NIB ranch is nestled on 11 acres of indigenous Lipan Apache land 15 miles west of present-day Fort Clark / Brackettville Texas in Kinney County. CEO and founder of NIB Mande' Gonzales Garcia Davalos and her Lipan Apache family roots run deep in Brackettville Texas predating 1700's. NIB strives to honor our ancestors and to bring much needed healing to our indigenous communities thru prayer, tradition, ceremonies, indigenous foods and education.
The Lipan Apache living peacefully along Los Moras springs in Brackettville were removed from their ancestorial lands along the springs once Fort Clark was in place in 1852 cutting the Lipan Apache off from one of their major water supplies and many sacred holy sites. Several Lipan families remained in Brackettville including Mande's family after Fort Clark was completed and have remained on our ancestral homelands since time immemorial despite the Governments attempt of total annihilation and mass extermination of all Apache in Texas.

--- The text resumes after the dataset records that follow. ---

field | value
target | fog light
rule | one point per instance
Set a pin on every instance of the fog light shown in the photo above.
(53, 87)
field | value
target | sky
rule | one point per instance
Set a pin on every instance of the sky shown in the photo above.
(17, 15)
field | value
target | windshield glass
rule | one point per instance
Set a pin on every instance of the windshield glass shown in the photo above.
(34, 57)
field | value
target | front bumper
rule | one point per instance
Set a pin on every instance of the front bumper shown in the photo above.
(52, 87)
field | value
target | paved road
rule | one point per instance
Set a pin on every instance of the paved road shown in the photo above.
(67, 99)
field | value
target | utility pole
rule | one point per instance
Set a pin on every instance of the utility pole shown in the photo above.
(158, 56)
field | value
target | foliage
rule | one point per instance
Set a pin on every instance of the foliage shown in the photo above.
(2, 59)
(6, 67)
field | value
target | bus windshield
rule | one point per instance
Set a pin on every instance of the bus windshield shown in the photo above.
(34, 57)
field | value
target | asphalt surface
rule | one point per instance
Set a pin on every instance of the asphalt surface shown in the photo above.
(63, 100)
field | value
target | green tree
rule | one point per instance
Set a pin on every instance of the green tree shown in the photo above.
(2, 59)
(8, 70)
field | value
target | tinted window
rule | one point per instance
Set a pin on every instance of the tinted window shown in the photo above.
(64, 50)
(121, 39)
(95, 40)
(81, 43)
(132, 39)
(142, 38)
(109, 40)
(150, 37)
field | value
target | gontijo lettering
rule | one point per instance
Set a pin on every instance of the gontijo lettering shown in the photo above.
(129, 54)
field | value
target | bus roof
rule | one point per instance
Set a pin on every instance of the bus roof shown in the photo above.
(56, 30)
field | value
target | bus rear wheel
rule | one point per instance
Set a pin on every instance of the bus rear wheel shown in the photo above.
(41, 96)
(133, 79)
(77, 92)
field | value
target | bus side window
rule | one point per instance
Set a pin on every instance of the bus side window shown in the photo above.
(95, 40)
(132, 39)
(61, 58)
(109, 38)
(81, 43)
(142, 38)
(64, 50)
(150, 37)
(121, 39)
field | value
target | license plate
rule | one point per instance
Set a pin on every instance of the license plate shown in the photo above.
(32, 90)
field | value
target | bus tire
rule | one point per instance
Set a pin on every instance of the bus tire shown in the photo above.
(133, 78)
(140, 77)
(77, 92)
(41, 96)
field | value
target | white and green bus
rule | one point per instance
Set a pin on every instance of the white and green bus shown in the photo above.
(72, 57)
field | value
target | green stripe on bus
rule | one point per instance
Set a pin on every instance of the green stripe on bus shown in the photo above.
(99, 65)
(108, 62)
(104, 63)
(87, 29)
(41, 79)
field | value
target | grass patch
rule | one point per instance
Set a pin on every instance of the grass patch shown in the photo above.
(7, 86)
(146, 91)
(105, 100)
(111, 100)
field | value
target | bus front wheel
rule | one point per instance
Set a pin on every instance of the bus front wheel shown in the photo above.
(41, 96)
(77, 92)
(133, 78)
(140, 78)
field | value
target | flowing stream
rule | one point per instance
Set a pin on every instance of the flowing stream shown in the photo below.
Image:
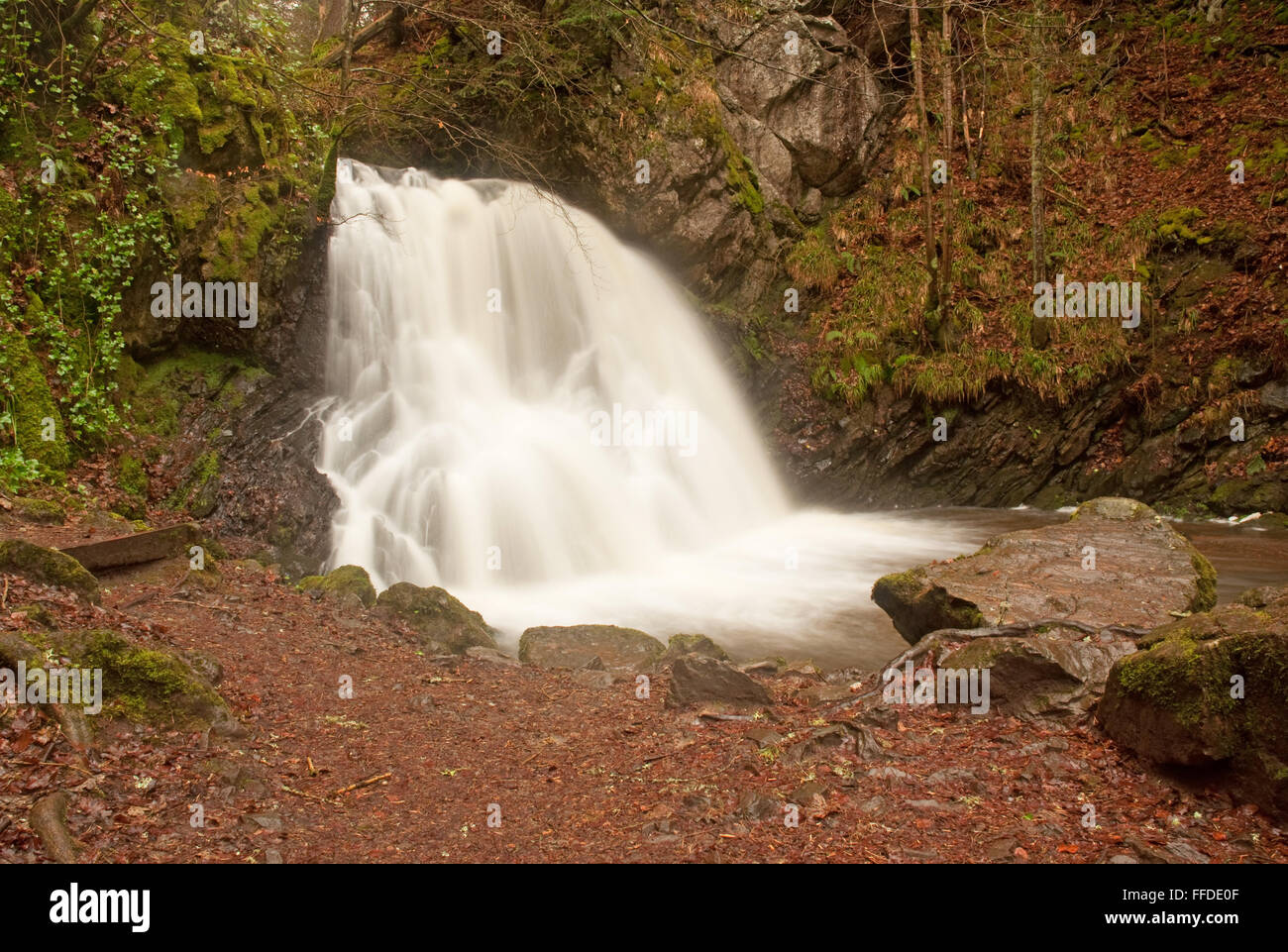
(528, 414)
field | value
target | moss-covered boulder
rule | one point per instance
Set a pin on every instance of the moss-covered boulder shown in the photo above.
(1115, 562)
(619, 651)
(39, 511)
(437, 616)
(35, 410)
(1211, 690)
(140, 683)
(346, 580)
(679, 646)
(48, 566)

Mande' and her family are survivors of many raids including Mackenzie’s Raid in El Remolino on May 18, 1873. Not all Lipan survivors were taken to Mescalero or Carlisle Indian School in Pennsylvania as the victors claim in their memoirs, instead many surviving Lipans remained in Brackettville Texas hiding in plain sight.
~Decedents of broken treaty signer Nanta an’ (Chief) Cuelgas de Castro. ( Live Oak Treaty, January 8, 1838 Ratified December 19, 1838 ; Tehuacama Creek Treaty October 9, 1844 Adopted January 24, 1845, Ratified May 15, 1846; 9 Stat. 844, Presidential proclamation March 8, 1847).